The key to improving the disease or climate resistance of future crops might lie in the DNA of plant species that largely disappeared during the industrial revolution.
Mr Redden said each village used to have their own unique species of wheat or rice before massive corporations started offering the same seeds to every farmer.
“In the previous century, breeders kept their own collections of diverse material from around the world,” he said.
“The breeders were concentrating mainly on their new collections and the original seeds took a backseat.
“They were not always kept in the best condition and there was always a risk of losing them.
“Having an official Australian genebank was seen as a big advantage.”

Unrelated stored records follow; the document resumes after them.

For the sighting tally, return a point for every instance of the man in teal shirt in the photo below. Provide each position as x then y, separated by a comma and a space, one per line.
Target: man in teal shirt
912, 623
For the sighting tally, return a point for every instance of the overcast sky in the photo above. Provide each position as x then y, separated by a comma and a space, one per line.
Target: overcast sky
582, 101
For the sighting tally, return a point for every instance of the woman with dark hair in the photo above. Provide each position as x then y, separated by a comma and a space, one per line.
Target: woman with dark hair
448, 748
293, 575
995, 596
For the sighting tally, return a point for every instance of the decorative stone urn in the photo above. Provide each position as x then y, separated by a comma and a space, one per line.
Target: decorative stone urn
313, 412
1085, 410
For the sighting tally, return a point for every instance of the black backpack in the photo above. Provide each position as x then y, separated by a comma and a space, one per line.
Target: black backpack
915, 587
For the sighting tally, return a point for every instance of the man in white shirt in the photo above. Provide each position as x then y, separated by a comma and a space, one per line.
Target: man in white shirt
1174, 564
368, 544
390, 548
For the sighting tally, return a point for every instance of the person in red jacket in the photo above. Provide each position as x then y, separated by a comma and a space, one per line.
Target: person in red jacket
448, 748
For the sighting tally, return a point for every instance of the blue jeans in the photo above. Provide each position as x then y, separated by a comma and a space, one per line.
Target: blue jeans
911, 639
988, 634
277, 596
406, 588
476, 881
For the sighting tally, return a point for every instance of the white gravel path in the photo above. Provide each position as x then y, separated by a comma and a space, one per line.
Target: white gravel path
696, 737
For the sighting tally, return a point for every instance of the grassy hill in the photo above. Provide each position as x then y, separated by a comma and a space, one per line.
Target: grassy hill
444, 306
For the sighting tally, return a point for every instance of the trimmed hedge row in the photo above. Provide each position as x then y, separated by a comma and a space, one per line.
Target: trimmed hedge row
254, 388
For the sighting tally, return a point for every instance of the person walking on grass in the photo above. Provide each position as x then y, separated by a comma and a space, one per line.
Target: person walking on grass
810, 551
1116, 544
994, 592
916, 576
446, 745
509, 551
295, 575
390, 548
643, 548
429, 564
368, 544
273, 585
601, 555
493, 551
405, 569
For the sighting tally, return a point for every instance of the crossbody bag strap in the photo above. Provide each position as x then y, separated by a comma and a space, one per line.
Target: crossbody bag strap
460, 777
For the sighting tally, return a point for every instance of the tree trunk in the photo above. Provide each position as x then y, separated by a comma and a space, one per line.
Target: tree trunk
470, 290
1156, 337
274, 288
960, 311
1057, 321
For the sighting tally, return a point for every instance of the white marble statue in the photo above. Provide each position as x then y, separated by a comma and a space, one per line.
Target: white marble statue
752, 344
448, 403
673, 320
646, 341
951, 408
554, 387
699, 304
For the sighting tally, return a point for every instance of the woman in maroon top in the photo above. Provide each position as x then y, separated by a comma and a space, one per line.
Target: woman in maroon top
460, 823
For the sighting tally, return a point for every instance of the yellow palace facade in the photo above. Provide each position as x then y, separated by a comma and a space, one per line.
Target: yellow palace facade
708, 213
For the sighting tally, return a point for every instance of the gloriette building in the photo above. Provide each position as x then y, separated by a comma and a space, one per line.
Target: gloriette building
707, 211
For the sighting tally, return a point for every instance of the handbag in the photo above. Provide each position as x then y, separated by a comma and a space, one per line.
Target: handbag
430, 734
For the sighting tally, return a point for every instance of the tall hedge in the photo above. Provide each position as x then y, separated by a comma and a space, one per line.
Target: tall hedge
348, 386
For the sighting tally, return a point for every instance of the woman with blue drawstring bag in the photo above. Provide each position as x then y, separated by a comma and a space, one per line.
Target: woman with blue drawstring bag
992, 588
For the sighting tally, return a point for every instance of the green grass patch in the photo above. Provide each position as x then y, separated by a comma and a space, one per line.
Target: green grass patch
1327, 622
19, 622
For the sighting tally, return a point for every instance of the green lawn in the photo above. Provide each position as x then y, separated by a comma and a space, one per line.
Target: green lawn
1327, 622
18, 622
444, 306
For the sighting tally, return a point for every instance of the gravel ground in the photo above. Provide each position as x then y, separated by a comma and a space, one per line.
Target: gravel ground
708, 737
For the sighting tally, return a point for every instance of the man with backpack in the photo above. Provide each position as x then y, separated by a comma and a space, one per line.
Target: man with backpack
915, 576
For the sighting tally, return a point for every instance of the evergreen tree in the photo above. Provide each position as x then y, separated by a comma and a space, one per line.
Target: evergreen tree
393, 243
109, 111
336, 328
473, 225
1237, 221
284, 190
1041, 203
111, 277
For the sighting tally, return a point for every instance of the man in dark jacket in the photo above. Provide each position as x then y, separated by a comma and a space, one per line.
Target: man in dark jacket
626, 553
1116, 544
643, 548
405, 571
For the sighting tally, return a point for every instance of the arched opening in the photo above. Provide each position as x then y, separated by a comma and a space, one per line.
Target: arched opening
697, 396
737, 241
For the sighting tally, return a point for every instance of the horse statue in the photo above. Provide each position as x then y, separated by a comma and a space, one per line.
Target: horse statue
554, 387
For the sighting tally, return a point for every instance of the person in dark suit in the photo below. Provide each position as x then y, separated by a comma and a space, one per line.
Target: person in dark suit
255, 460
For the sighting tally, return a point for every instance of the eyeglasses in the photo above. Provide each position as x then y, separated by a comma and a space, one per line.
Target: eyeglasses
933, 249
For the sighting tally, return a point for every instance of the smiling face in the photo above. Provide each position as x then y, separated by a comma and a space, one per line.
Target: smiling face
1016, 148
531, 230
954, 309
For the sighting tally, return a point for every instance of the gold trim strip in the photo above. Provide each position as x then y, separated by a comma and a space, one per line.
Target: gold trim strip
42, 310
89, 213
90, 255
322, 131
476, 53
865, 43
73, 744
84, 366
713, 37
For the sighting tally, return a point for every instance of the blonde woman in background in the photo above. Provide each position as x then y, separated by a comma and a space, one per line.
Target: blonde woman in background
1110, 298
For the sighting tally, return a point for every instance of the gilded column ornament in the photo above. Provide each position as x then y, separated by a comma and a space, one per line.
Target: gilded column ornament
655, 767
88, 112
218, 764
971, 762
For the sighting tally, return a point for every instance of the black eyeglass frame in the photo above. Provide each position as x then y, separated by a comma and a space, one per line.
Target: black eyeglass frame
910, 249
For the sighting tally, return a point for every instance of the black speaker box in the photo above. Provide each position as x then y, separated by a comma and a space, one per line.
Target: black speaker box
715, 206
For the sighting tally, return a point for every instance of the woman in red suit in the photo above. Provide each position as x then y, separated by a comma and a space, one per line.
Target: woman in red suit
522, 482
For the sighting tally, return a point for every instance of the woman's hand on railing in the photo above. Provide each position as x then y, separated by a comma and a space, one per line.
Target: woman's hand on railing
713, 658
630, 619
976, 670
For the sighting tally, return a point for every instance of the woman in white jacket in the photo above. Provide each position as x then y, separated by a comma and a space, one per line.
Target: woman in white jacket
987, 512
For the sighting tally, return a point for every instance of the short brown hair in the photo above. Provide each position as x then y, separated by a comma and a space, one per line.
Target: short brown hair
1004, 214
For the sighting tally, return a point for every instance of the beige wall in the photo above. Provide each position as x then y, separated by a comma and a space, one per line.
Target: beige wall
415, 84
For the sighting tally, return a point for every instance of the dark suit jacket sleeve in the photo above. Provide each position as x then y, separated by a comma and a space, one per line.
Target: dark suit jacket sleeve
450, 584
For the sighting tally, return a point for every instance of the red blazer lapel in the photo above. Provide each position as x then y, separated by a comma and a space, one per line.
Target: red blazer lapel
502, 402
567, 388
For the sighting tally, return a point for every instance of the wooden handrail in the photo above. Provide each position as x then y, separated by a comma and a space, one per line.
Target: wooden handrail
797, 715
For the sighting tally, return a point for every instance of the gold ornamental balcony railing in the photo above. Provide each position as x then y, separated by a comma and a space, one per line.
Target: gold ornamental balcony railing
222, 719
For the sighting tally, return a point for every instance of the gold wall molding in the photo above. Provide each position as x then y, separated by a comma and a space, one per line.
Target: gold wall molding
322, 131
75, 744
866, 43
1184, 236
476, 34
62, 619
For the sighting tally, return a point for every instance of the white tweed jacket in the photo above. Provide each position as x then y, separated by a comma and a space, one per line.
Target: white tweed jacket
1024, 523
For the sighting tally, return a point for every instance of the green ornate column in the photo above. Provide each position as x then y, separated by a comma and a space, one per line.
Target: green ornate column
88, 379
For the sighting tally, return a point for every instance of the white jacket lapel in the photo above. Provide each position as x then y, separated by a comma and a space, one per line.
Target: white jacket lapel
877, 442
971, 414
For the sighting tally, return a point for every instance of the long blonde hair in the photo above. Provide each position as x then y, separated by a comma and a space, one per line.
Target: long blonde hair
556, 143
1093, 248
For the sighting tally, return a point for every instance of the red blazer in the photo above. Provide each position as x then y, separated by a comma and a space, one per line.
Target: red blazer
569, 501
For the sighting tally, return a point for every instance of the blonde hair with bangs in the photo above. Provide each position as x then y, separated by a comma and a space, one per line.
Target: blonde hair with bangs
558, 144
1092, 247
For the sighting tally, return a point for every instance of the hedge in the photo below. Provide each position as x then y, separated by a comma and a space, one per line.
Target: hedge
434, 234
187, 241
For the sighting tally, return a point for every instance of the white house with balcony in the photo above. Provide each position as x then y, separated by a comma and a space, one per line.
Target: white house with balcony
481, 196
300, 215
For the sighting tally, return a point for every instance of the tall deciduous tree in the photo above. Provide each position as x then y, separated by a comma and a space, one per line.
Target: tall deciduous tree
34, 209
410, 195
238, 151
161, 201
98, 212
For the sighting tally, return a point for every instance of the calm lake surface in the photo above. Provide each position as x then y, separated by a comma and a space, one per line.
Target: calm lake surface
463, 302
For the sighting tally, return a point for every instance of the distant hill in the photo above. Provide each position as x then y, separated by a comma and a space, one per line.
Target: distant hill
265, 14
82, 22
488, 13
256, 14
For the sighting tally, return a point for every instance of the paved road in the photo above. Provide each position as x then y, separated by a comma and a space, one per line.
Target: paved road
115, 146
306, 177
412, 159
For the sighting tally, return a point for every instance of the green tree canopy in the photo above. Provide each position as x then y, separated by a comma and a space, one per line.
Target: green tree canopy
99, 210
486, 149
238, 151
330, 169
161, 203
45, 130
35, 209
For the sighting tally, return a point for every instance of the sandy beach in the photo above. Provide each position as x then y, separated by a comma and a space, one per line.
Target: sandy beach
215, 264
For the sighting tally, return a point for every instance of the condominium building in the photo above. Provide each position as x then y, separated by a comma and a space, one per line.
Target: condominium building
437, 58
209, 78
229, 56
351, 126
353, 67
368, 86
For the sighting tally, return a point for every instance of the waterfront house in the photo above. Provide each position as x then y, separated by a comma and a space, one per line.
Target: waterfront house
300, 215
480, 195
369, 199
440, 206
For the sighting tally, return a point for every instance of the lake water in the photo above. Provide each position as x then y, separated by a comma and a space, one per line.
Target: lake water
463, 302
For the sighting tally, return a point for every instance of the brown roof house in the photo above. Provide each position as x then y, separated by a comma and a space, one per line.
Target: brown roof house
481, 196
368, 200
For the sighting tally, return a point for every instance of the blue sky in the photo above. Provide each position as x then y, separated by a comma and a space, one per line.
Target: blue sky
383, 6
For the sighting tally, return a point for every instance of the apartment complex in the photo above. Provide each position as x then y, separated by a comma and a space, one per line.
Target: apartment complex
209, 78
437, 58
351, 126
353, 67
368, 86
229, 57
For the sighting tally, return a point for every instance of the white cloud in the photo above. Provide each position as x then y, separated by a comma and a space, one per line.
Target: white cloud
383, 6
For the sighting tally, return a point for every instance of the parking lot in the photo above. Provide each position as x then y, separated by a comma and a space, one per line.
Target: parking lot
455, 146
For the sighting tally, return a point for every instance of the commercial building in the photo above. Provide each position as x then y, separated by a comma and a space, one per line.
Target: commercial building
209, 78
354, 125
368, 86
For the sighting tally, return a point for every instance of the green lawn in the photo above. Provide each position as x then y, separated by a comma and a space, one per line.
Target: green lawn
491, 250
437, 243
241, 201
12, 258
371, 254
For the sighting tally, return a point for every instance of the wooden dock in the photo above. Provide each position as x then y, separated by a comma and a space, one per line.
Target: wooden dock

Mr Redden started with the Department of Natural Resources and Environment in 2001 as curator of the Australian Temperate Field Crops Collection.
He retired in December.
Mr Redden said his role involved bringing in varieties and genetic material that was not yet available in Australia.
“Then we had to usually increase the seeds because often times only small amounts came through quarantine,” he said.
The centre used to cultivate the imported plants but only a few seeds from each generation could be inspected for disease and put in the collection.
Mr Redden said one of his most memorable moments in the job was the first Australian deposit of genetic resources into the ‘Doomsday Vault’ in Svalbard, Norway in 2011.
Mr Redden said the complex was built near the arctic circle so low temperatures could preserve the seeds.
The vault's growing collection contains samples from a third of the world's most important food-crop varieties – about 400,000 samples.
Mr Redden was then part of a second trip to the vault in 2014.
He said he would use his time in retirement to research how crops evolved on separate continents.